LIBRO SESTO
Della tutela dei diritti
TITOLO III
Della responsabilità patrimoniale, delle cause di prelazione e della conservazione della garanzia patrimoniale
CAPO II
Dei privilegi
SEZIONE IV
Dell'ordine dei privilegi

Art. 2777

Preferenza delle spese di giustizia e di altri crediti
TESTO A FRONTE

I. I crediti per spese di giustizia enunciati dagli articoli 2755 e 2770 sono preferiti ad ogni altro credito anche pignoratizio o ipotecario.

II. Immediatamente dopo le spese di giustizia sono collocati i crediti aventi privilegio generale mobiliare di cui all'articolo 2751-bis nell'ordine seguente:

a) i crediti di cui all'articolo 2751-bis, numero 1;

b) i crediti di cui all'articolo 2751-bis, numeri 2 e 3;

c) i crediti di cui all'articolo 2751-bis, numeri 4 e 5.

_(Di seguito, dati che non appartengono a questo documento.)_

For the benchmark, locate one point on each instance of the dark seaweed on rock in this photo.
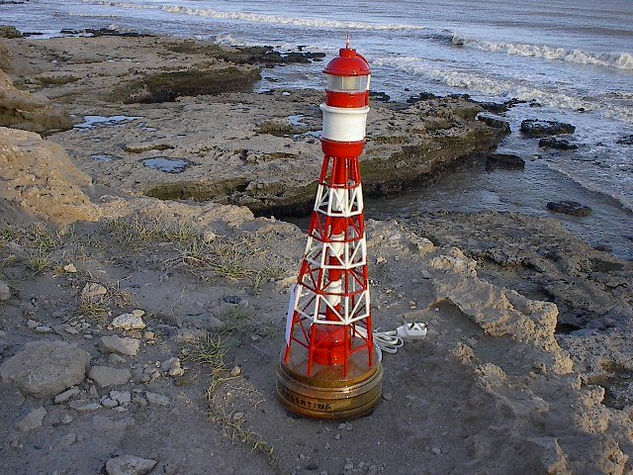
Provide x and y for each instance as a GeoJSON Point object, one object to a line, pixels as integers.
{"type": "Point", "coordinates": [168, 86]}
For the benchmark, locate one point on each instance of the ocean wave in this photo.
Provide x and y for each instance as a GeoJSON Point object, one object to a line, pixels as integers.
{"type": "Point", "coordinates": [503, 87]}
{"type": "Point", "coordinates": [260, 18]}
{"type": "Point", "coordinates": [619, 60]}
{"type": "Point", "coordinates": [614, 186]}
{"type": "Point", "coordinates": [229, 40]}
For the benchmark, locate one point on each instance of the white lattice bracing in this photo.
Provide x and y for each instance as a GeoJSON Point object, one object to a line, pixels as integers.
{"type": "Point", "coordinates": [348, 297]}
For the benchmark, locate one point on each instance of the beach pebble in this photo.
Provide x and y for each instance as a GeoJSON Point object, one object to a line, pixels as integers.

III. I privilegi che le leggi speciali dichiarano preferiti ad ogni altro credito sono sempre posposti al privilegio per le spese di giustizia ed ai privilegi indicati nell'articolo 2751-bis.


GIURISPRUDENZA

Esecuzione – Privilegio per spese di giustizia – Precetto e Atto di pignoramento – Sussiste – Atto intervento – Non sussiste.
Tra le spese di giustizia sostenute per l'espropriazione di beni immobili e come tali privilegiate rientrano, in quanto finalizzate all’interesse comune dei creditori, quelle affrontate dal creditore procedente per l’atto di precetto, per l’atto di pignoramento e per il compimento degli atti esecutivi necessari e prodromici allo svolgimento della vendita, mentre non vi rientrano quelle relative all’atto di intervento. (Francesco Mainetti) (riproduzione riservata) Tribunale Varese, 29 Luglio 2019.


Fallimento - Azione revocatoria fallimentare - Retrocessione dell'importo incamerato dal creditore pignoratizio - Ammissione al passivo in via privilegiata ex art. 70 l.f..
Qualora, a seguito del positivo esperimento di un'azione revocatoria fallimentare, il creditore pignoratizio che abbia escusso la garanzia sia condannato a retrocedere alla curatela l'importo incamerato, lo stesso ha diritto ad insinuarsi al passivo, ai sensi dell’art. 70, secondo comma, l. fall., in via privilegiata pignoratizia sulla somma versata per effetto della revoca. (Edoardo Staunovo-Polacco) (riproduzione riservata) Tribunale Ascoli Piceno, 05 Luglio 2019.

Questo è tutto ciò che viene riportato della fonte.